When I play Settlers of Catan, I notice my opponents often place their initial settlements next to sixes and eights. Why? Because, as everyone knows, when rolling two six-sided dice, sums of six or eight come up more frequently than any other sum (except seven).

However…

### It is a little-known fact that, on any given die roll, the roll is more likely to NOT be a six *or* eight. It is more likely to be anything BUT.

*Here’s the proof:*

0. Make a spreadsheet (or just get a lined piece of paper).

1. In the first column, enter 1 1 1 1 1 1 2 2 2 2 2 2 3 3 3 3 3 3 and so on to six 6s. (You should have 36 rows populated.)

2. In the second column, type six sets of 1 2 3 4 5 6.

3. In the third column, sum each row. (1+1=2, 1+2=3, and so on.)

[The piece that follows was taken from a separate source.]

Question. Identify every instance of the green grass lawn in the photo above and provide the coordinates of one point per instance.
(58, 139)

4. Sort the sheet by that third column, so that all the sums are in ascending order. (This just makes the next step easier.)

5. Now, off to the side somewhere, count up the frequency of each sum (how often each sum appears). You should end up with this:

sum frequency

2: 1

3: 2

4: 3

5: 4

6: 5

7: 6

8: 5

9: 4

10: 3

11: 2

12: 1

6. Look again at the first three columns. Notice there are 36 possible outcomes:

36 possible unique rolls

7. Look at the frequency of 6 and 8:

5 possible sixes

5 possible eights

8. Which means there are 26 *non*-six, *non*-eight possibilities.

26 possible everything elses

9. Do the final math that answers this question: how likely is it that a six or eight will be rolled, instead of anything else?

36 possible unique rolls

5 possible sixes

5 possible eights

26 possible everything elses

=

28% probability of 6 or 8

72% probability of NOT 6 or 8

And that, my friends, is why you should stop being surprised that sixes and eights come up so little. On any given roll, you pretty much have only a 1 in 4 chance of it being a six or an eight.